Gene therapy can improve hearing in children and adults with congenital deafness or severe hearing loss, according to a study conducted by researchers at the Karolinska Institutet in Stockholm, in collaboration with Chinese hospitals and universities and published in the journal Nature Medicine. Hearing improved in all ten patients involved and the treatment was well tolerated. "This is a huge step forward in the genetic treatment of deafness, which can change the lives of children and adults," says Maoli Duan, consultant and lecturer at the Department of Clinical Science, Intervention and Technology at Karolinska. Duan is one of the authors of the study, which involved ten patients aged 1-24 years at five Chinese hospitals, all of whom have a genetic form of deafness or severe hearing loss caused by mutations in a gene called OTOF. These mutations cause a deficiency of the protein otoferlin, which plays a key role in transmitting hearing signals from the ear to the brain. The gene therapy involved using a vector virus to deliver a functional version of the OTOF gene into the inner ear via a single injection through a membrane at the base of the cochlea called the round window.

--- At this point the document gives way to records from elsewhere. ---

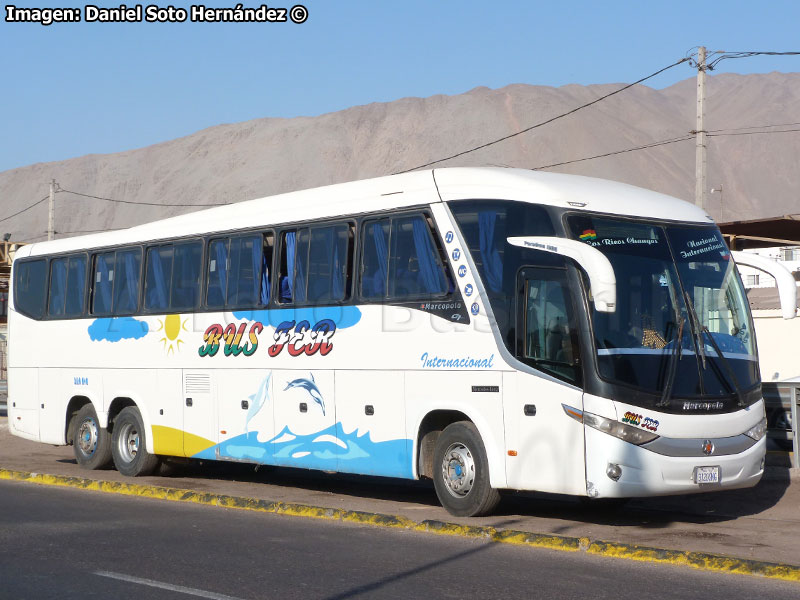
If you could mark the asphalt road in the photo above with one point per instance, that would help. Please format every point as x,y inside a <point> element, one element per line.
<point>65,543</point>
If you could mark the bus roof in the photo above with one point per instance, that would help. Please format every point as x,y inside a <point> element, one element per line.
<point>398,191</point>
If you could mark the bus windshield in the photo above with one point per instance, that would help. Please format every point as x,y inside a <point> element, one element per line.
<point>681,320</point>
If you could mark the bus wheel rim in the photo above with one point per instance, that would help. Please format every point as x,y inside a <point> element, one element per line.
<point>128,445</point>
<point>87,436</point>
<point>458,470</point>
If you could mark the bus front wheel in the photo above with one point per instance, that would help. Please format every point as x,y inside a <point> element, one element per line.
<point>90,442</point>
<point>461,472</point>
<point>128,445</point>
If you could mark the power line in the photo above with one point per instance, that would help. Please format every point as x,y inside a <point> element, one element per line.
<point>751,127</point>
<point>90,231</point>
<point>717,133</point>
<point>644,147</point>
<point>24,209</point>
<point>752,132</point>
<point>727,55</point>
<point>527,129</point>
<point>60,189</point>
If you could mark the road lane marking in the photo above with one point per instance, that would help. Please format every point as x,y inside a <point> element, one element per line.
<point>696,560</point>
<point>165,586</point>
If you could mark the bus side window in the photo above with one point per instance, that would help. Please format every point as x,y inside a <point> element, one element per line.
<point>415,267</point>
<point>401,261</point>
<point>294,267</point>
<point>328,263</point>
<point>375,259</point>
<point>126,289</point>
<point>186,271</point>
<point>103,283</point>
<point>158,277</point>
<point>238,271</point>
<point>30,279</point>
<point>67,286</point>
<point>218,273</point>
<point>58,287</point>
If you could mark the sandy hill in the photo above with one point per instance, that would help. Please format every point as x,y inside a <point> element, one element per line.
<point>230,163</point>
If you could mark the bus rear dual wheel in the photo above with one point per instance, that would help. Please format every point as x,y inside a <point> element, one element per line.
<point>461,472</point>
<point>128,444</point>
<point>91,443</point>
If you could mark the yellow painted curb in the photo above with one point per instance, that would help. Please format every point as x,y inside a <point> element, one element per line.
<point>696,560</point>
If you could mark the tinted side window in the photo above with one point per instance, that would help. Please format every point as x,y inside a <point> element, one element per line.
<point>186,276</point>
<point>249,281</point>
<point>29,287</point>
<point>375,259</point>
<point>58,287</point>
<point>218,272</point>
<point>158,278</point>
<point>401,261</point>
<point>126,288</point>
<point>76,286</point>
<point>238,271</point>
<point>315,264</point>
<point>294,264</point>
<point>327,263</point>
<point>103,283</point>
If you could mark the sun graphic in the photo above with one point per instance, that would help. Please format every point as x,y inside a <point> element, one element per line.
<point>172,325</point>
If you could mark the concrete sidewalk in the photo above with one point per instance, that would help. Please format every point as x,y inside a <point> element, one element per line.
<point>759,524</point>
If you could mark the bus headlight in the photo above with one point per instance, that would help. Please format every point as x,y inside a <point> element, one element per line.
<point>627,433</point>
<point>757,431</point>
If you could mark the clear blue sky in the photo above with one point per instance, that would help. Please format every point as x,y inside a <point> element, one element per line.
<point>73,89</point>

The effect of the gene therapy was rapid, with most patients recovering some hearing after just one month. A six-month follow-up showed significant improvement in hearing in all participants, with the average volume of sounds audible increasing from 106 decibels to 52. Younger patients, particularly those between the ages of five and eight, responded best to the treatment. One participant, a seven-year-old girl, quickly recovered almost all of her hearing and was able to have daily conversations with her mother four months later.